Although I'm fairly hip to the history of electronic and experimental music, I'll also be the first to admit that my knowledge doesn't extend very far beyond some of the big names. I've heard a great deal of (and enjoyed) work by Steve Reich, Philip Glass, and Terry Riley, John Cale, and La Monte Young, but both finances and simple lack of time have kept me from delving into anything too obscure. Fortunately, New World Records is preserving many early works of the two genres, including work by more known artists, as well as those who are fairly obscure except for the hardcore.
As the title suggests, The Oak Of Golden Dreams is a collection of works by Richard Maxfield and Harold Budd from the early 1960's. Although Harold Budd has gone on to make quite a name for himself as an ambient musician (both solo and with collaborations with Brian Eno and others), Maxfield died a drug-related death in his early 40's (like many other of the time) and his work hasn't been widely heard. It's 4 pieces by him that make up the first half of the disc, and judging by them, it's a shame that he wasn't able to continue on, as they're easily some of the most interesting pieces I've heard from the time period.

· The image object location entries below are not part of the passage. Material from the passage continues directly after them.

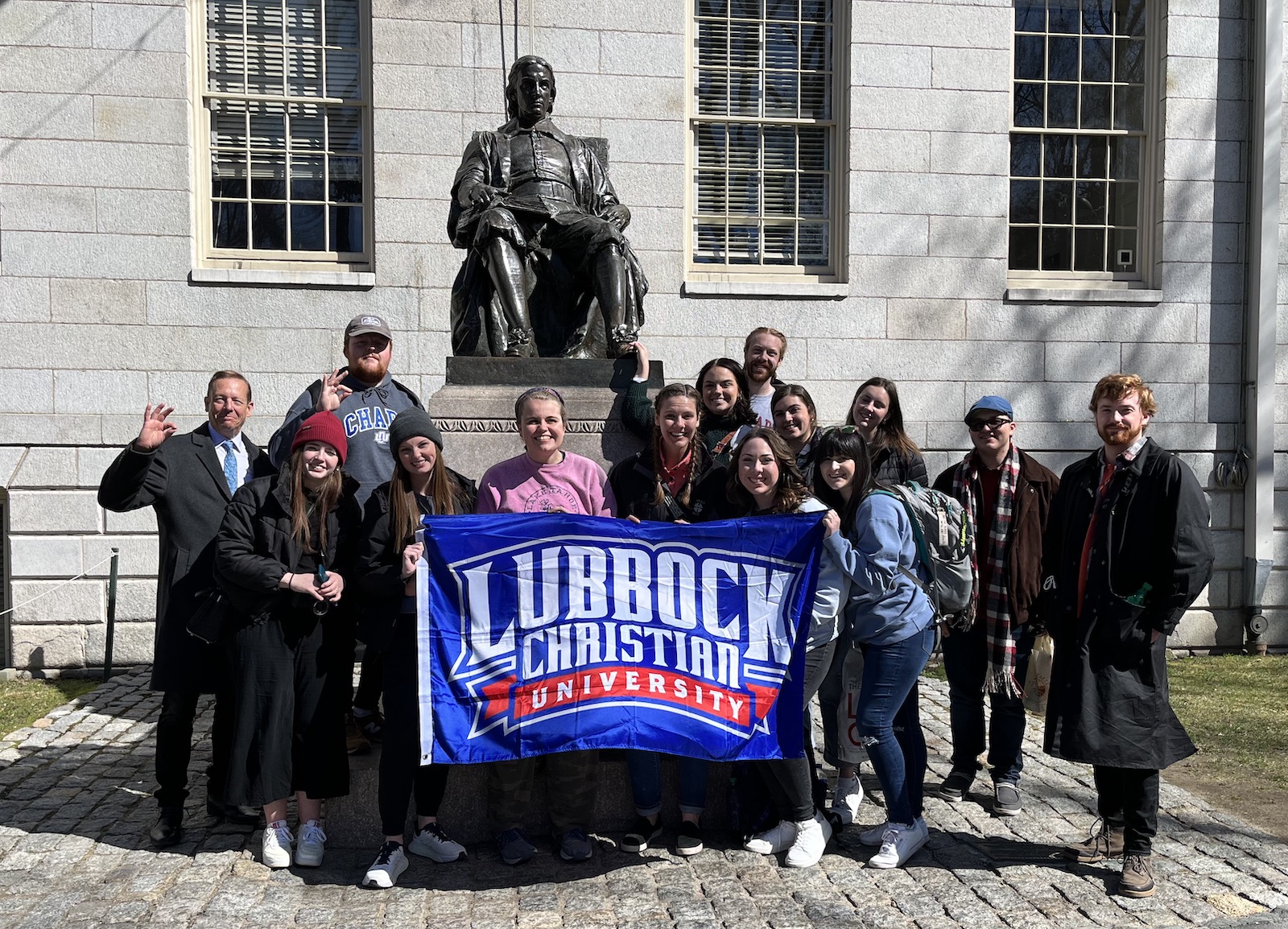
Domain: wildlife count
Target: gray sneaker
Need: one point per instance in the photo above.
(1006, 799)
(514, 847)
(575, 845)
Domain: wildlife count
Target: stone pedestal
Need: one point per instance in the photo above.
(476, 407)
(476, 412)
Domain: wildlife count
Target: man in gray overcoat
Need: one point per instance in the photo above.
(187, 481)
(1127, 551)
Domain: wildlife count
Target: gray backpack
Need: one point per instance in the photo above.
(946, 545)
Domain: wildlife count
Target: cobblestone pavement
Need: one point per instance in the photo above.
(74, 854)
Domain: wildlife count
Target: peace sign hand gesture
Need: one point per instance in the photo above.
(332, 392)
(156, 429)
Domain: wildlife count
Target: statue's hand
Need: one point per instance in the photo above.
(618, 216)
(482, 195)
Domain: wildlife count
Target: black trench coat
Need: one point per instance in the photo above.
(1108, 703)
(184, 482)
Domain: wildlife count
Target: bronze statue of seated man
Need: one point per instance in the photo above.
(549, 270)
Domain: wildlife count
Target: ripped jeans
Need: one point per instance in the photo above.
(888, 700)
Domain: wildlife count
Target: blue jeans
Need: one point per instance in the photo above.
(966, 665)
(899, 759)
(646, 770)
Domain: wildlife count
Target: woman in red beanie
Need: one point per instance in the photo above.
(283, 557)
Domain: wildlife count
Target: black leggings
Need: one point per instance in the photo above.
(401, 770)
(791, 780)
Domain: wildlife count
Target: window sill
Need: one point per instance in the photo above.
(1082, 295)
(245, 277)
(799, 289)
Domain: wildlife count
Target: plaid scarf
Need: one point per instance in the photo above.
(993, 606)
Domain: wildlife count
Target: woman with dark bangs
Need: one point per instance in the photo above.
(876, 412)
(889, 616)
(764, 481)
(669, 481)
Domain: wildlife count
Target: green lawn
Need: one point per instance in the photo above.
(1236, 709)
(25, 701)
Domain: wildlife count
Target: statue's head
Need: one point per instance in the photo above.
(530, 89)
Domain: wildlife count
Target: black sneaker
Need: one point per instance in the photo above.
(956, 787)
(689, 840)
(642, 834)
(1006, 799)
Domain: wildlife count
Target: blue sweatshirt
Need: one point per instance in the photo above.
(884, 606)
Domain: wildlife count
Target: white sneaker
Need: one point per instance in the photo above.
(276, 849)
(773, 840)
(873, 836)
(899, 844)
(433, 843)
(388, 866)
(847, 799)
(312, 844)
(811, 838)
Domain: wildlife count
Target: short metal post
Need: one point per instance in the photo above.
(111, 615)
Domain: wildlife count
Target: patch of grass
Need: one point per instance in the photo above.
(25, 701)
(1233, 706)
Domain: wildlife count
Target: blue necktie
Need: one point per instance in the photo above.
(229, 465)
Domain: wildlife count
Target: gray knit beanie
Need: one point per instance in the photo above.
(411, 423)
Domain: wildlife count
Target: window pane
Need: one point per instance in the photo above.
(1056, 249)
(1064, 16)
(782, 47)
(345, 180)
(347, 229)
(268, 225)
(1088, 250)
(1122, 204)
(1024, 201)
(1098, 17)
(1131, 61)
(1030, 16)
(1030, 58)
(308, 178)
(1098, 60)
(1056, 201)
(1059, 156)
(268, 178)
(1026, 155)
(1030, 100)
(1063, 106)
(1024, 248)
(779, 195)
(308, 229)
(1092, 156)
(229, 223)
(1062, 60)
(811, 244)
(1095, 107)
(1125, 158)
(1129, 107)
(779, 244)
(1090, 203)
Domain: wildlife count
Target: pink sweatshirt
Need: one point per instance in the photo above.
(519, 485)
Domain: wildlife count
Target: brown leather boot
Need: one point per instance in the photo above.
(1103, 843)
(1137, 877)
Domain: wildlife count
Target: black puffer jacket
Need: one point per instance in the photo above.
(254, 549)
(380, 570)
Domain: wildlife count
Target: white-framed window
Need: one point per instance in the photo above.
(766, 163)
(285, 171)
(1081, 143)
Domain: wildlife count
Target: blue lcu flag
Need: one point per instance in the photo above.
(549, 632)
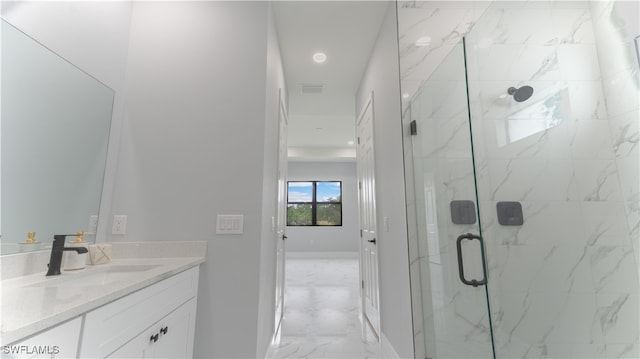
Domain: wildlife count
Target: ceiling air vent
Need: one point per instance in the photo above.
(311, 89)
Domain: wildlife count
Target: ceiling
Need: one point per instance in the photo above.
(321, 125)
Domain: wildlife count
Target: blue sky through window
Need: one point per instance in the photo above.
(300, 191)
(327, 191)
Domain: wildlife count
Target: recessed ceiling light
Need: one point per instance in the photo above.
(423, 41)
(319, 57)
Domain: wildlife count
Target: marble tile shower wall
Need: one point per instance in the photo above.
(565, 283)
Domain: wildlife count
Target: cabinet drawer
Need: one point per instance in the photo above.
(171, 337)
(111, 326)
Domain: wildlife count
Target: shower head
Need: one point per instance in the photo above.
(520, 94)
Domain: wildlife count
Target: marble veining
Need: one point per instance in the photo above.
(29, 305)
(565, 283)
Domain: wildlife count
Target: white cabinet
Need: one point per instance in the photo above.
(154, 322)
(171, 337)
(60, 341)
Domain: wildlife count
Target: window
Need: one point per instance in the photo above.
(314, 203)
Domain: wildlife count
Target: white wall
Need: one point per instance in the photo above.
(194, 146)
(275, 88)
(94, 36)
(381, 77)
(327, 239)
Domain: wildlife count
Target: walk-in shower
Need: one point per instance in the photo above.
(524, 215)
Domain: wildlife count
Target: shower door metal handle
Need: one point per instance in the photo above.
(472, 282)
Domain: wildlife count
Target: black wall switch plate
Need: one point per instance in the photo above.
(510, 213)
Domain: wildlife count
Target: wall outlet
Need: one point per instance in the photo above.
(93, 225)
(119, 225)
(230, 224)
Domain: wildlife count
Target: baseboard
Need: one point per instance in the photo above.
(322, 255)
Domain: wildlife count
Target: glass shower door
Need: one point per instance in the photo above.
(452, 275)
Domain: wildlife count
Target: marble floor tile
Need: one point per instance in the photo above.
(321, 318)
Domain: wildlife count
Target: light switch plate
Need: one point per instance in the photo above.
(119, 225)
(230, 224)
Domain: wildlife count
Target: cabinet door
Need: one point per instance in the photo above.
(138, 348)
(176, 332)
(58, 342)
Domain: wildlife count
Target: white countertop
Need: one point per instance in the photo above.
(28, 308)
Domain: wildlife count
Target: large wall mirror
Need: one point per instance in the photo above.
(54, 134)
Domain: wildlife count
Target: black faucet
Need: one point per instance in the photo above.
(56, 253)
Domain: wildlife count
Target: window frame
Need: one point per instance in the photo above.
(314, 204)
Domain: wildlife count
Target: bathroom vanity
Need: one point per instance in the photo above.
(133, 307)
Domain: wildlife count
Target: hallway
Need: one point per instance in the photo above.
(321, 311)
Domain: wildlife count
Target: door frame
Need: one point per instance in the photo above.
(373, 323)
(281, 215)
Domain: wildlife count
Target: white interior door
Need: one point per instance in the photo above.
(368, 227)
(281, 215)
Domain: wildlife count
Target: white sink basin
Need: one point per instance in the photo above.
(95, 277)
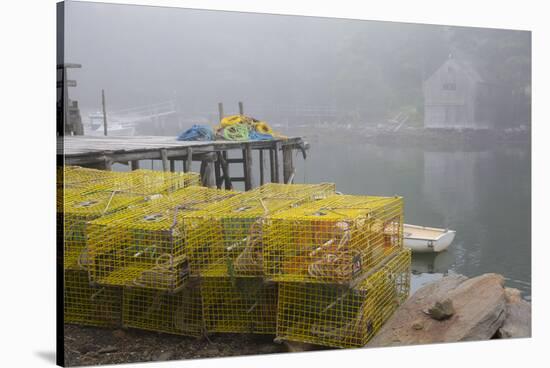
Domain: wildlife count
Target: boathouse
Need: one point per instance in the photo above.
(457, 97)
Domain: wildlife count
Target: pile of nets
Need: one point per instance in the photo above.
(232, 128)
(197, 133)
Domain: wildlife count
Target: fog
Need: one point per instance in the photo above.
(275, 64)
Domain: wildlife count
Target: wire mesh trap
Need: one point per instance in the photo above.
(145, 245)
(154, 310)
(338, 316)
(239, 305)
(88, 198)
(85, 304)
(77, 210)
(333, 240)
(225, 239)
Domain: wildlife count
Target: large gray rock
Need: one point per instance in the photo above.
(479, 311)
(518, 316)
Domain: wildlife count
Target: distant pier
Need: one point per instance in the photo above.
(104, 151)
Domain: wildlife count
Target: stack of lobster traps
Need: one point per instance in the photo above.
(84, 195)
(226, 252)
(340, 266)
(156, 251)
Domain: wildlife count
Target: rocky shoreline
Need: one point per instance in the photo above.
(455, 308)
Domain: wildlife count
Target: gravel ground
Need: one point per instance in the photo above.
(94, 346)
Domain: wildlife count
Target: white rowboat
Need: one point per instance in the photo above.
(424, 239)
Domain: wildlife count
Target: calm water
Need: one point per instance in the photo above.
(484, 196)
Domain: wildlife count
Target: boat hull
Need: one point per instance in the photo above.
(435, 244)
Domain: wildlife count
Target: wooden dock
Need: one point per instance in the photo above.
(103, 151)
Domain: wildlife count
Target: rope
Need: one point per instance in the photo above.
(236, 132)
(197, 133)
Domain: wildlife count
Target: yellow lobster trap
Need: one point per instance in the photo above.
(177, 313)
(90, 305)
(145, 244)
(79, 209)
(225, 239)
(87, 198)
(338, 316)
(239, 305)
(333, 240)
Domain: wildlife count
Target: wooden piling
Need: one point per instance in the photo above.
(247, 166)
(220, 110)
(164, 157)
(261, 159)
(288, 166)
(104, 112)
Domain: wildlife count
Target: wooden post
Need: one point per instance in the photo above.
(272, 165)
(108, 165)
(104, 112)
(207, 173)
(164, 156)
(275, 169)
(189, 160)
(222, 157)
(288, 167)
(247, 169)
(220, 110)
(261, 167)
(217, 170)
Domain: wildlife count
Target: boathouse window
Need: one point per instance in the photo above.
(449, 86)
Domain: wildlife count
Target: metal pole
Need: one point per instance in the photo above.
(104, 112)
(220, 110)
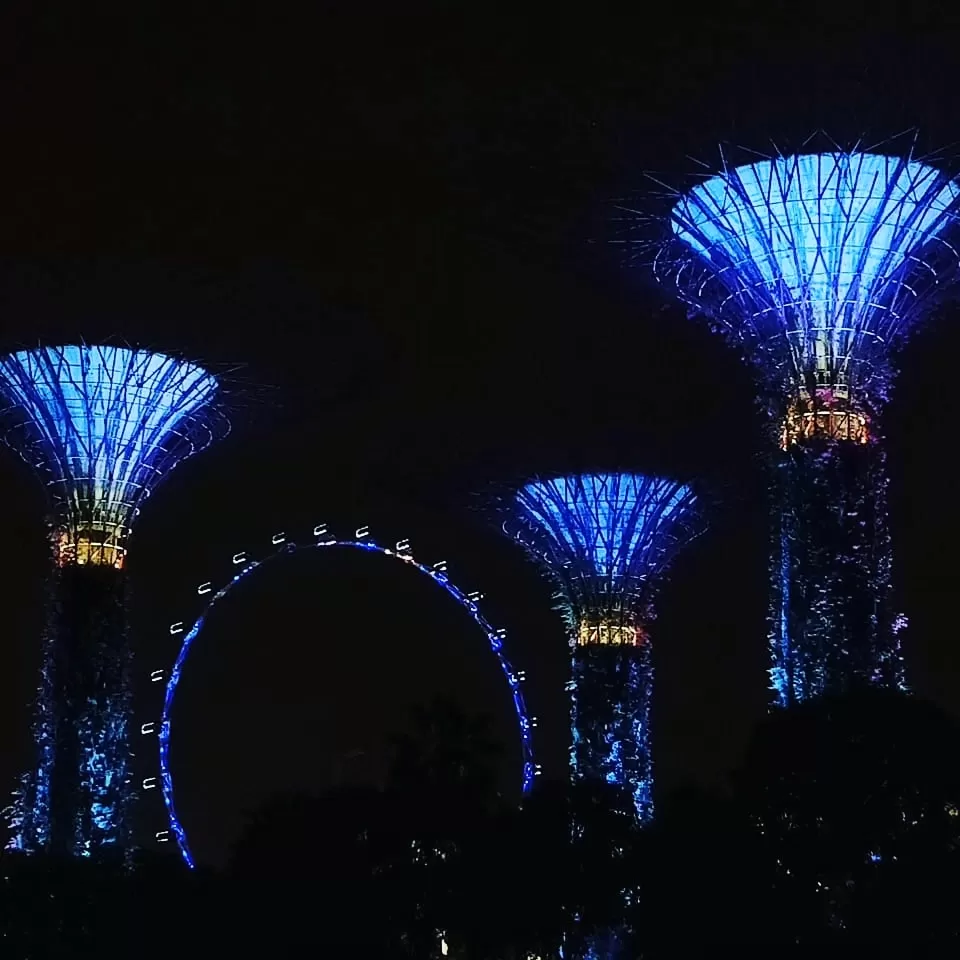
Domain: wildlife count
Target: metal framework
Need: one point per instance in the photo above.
(320, 539)
(605, 540)
(101, 425)
(815, 266)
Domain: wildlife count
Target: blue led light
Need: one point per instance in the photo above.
(604, 539)
(101, 425)
(814, 266)
(611, 526)
(468, 602)
(820, 260)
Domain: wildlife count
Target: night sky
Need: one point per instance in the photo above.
(386, 221)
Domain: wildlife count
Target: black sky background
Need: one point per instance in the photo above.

"Pastoral" opens the disc, and not unlike electronic music given the same label today, it flutters and squiggles into the realm of continuously generated electronic tones. Although it's 40 years old, and much work from the same period sounds seriously dated, it's surprising that the odd romp through the sonic spectrum still sounds fresh today with all its giggles, sputters, and hums. His "Piano Concert for David Tudor" doesn't fare quiet as well, stretching far too little out over almost 13 minutes, while his "Amazing Grace" is a minimalist tape-loop experiment that preceeds both work by Terry Riley and Steve Reich in the same area. Juxtaposing an electronic piece of his own making with a speech by James Brodie, it's definitely a bizarre piece, but has some seriously great moments.
It's his "Bacchanale" piece that is absolutely amazing, though. A collage that contains no sounds of electronic origin, it juxtaposes spoken word jazz with Korean folk music, and despite the disparate sound sources, it's absolutely amazing how the two come together (how's that for a DJ mash?). In contrast, the Harold Budd pieces are from very early on, and they definitely show his more minimal side at work. "The Oak of The Golden Dawn" layers tones from an old-school Buchla Electronic Music System (the follow-up to the Moog) over one another, while "Couer D'Orr" layers sheets of soprano sax over undulating waves of background organs. It's nowhere near Kenny G (who seems to have ruined the instrument for just about everyone else), and is instead focused on how the layers of sound interact with one another on a long-term basis. It's in this last piece that Budd seems to find his voice a little more, and the seemingly unfocused squiggling on "The Oak..." come into focus more.
If you're a fan of the artists that I mentioned in the first paragraph, this is a release that you might want to check out. As with most early minimal and experimental artists, the focus of this release is simply on interaction of sound and textures rather than 'song.' Although the release lingers a bit too much in places (namely the prepared piano piece by Maxwell and "The Oak..." by Budd), there are also some really amazing pieces on the disc, and as mentioned above, the actual sound of the pieces isn't nearly as dated as much work from the period. As with all releases on the label, there are extensive liner notes for information hounds, and recommended discographies of work for even more musical exploration.